05Which has better profit margins — UTSI or SIFY or CODA?
Coda Octopus Group, Inc.
(CODA) is the more profitable company, earning 15. 5% net margin versus -40. 2% for UTStarcom Holdings Corp. — meaning it keeps 15. 5% of every revenue dollar as bottom-line profit. Operating margin tells a similar story: CODA leads at 17. 1% versus -67. 4% for UTSI. At the gross margin level — before operating expenses — CODA leads at 66. 5%, reflecting greater pricing power or product mix advantage. Stronger margins indicate durable pricing power, lower cost of revenue, or higher mix of software/services. They are one of the clearest signs of business quality.
06Which pays a better dividend — UTSI or SIFY or CODA?
None of the stocks in this comparison currently pay a material dividend.
All are effectively zero-yield and should be held for capital appreciation rather than income.
07Is UTSI or SIFY or CODA better for a retirement portfolio?
For long-horizon retirement investors, UTStarcom Holdings Corp.
(UTSI) is the stronger choice — it scores higher on the combination of lower volatility, dividend reliability, and long-term compounding (low volatility (β 0. 20)). Both have compounded well over 10 years (UTSI: -69. 5%, SIFY: +141. 0%), confirming both are viable long-term holds — but the lower-volatility option typically results in less emotional selling during corrections. Retirement portfolios generally favour predictability over maximum returns. Consult a financial advisor before making allocation decisions.
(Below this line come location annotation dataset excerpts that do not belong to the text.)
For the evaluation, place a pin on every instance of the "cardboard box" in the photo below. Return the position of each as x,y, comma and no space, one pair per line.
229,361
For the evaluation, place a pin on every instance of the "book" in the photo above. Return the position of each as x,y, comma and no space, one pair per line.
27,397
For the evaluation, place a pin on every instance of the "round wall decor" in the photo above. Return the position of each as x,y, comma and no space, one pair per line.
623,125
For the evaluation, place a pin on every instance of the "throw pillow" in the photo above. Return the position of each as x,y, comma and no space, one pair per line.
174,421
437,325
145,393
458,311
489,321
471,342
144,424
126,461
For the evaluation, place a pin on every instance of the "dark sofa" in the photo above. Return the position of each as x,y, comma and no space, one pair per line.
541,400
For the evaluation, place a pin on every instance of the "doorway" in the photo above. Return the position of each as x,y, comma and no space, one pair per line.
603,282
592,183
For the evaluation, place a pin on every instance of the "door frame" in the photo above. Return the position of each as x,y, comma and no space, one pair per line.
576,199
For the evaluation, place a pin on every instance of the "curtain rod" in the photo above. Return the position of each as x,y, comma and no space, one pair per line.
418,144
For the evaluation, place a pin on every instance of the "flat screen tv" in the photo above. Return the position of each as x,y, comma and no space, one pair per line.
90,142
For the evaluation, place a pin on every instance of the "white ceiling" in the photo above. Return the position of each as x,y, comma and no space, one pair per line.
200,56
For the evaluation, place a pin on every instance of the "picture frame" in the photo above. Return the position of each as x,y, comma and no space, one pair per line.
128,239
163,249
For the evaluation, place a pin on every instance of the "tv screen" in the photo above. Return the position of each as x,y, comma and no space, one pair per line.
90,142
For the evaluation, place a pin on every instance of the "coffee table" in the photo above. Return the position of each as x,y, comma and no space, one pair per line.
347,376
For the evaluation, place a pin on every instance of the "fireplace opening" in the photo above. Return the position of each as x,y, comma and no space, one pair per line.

08What are the main differences between UTSI and SIFY and CODA?
These companies operate in different sectors (UTSI (Technology) and SIFY (Communication Services) and CODA (Industrials)), which means they face different economic cycles, regulatory environments, and macro sensitivities — making direct comparison nuanced.
In terms of investment character: UTSI is a small-cap quality compounder stock; SIFY is a small-cap quality compounder stock; CODA is a small-cap high-growth stock. These fundamental differences mean investors should not choose between them on a single metric — the "better stock" depends entirely on which of these characteristics aligns with your investment strategy.